James Horner , one of the most prolific film score composers of the 80’s, 90’s and 00’s tragically lost his life yesterday in an aircraft accident.
He was best known as the composer for two of the world's highest grossing films, Titanic and Avatar - both of which earned him Oscar nods, a win in the case of Titanic as well as it's song “My Heart Will Go On”. He would receive another 7 Oscar and three BAFTA nominations as well as winning two Golden Globes, three Saturn Awards and three Satellite Awards throughout his career.
Horner had little issue composing scores for impressive works in the field of motion pictures such as Glory and Braveheart, family favourites like Jumanji and Casper, period epics like Troy and Legends of the Fall, balls-out action movies like Commando and Red Heat, for animated movies including The Land Before Time and An American Tail, comedy such as Honey I Shrunk the Kids and Hocus Pocus, thrillers including Ransom and Patriot Games and even for comic-book heroes The Rocketeer and The Amazing Spider-Man. With over 100 scores under his belt he was one of few composers who catered for everybody and any type of movie.
In an interview in 2010, Horner said that scoring Avatar was the toughest assignment he had taken on and he needed time to get it out of his system, so he had done little of note since but he was collaborating with James Cameron in providing music for the director's Avatar sequels over the course of the next few years.
Horner was one of the first composers whose work I listened to daily. His compositions along with those of John Williams, Danny Elfman and the late Jerry Goldsmith were the four cornerstones of my musical tastes for many years. Among my favourites from Horner are Star Trek II: The Wrath of Khan [‘82], Aliens [‘86], Willow [‘87], The Rocketeer [‘91], Braveheart [‘94], Apollo 13 [‘94], The Mask of Zorro [‘98] and Enemy at the Gates [‘00].

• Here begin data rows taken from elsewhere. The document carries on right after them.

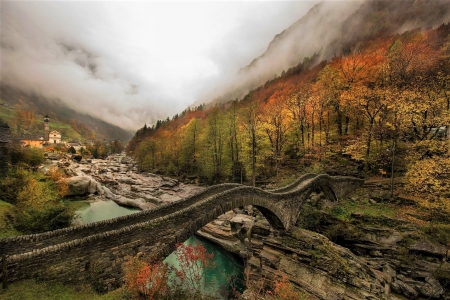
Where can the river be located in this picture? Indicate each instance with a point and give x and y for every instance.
(227, 271)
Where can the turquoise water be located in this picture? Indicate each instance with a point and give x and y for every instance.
(101, 210)
(226, 272)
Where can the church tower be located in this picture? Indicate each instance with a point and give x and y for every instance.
(46, 128)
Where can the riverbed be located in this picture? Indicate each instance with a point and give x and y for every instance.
(226, 273)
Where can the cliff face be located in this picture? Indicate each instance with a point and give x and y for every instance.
(329, 271)
(364, 257)
(313, 264)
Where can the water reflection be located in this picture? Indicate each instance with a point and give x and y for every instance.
(101, 210)
(226, 273)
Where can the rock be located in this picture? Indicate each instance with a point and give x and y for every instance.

Horner was often mocked for lifting sequences and musical motifs - as well as almost entire segments from one of his own scores and adapting them to fit the musical scores of other movies he was assigned to. Throughout the years his audience became more accepting of this quirk and when recognised upon listening it can only bring a smile to the face of his true fans.

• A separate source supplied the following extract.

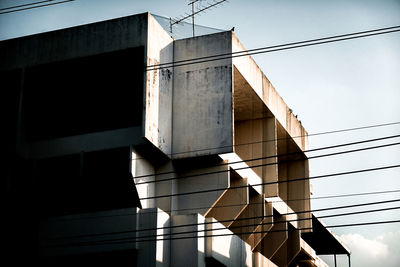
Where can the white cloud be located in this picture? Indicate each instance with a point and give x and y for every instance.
(384, 250)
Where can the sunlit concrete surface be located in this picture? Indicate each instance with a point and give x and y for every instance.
(186, 165)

Many of Horner's detractors were critical of his use of the works of classical music composers such as Orff, Elgar and Wagner and labelled his works as derivative - but if anything he spotlighted the works of the classical greats he admired and cherished the works of, and helped them to be discovered by successive generations. I have no doubt that in the future, composers of scores will even use Horner's own cues in the same way he did, and make it part of their work as a homage and as they take us on a new musical journey of their making.
Thank you James Horner for over 100 gifts to us over the years and may you rest in peace.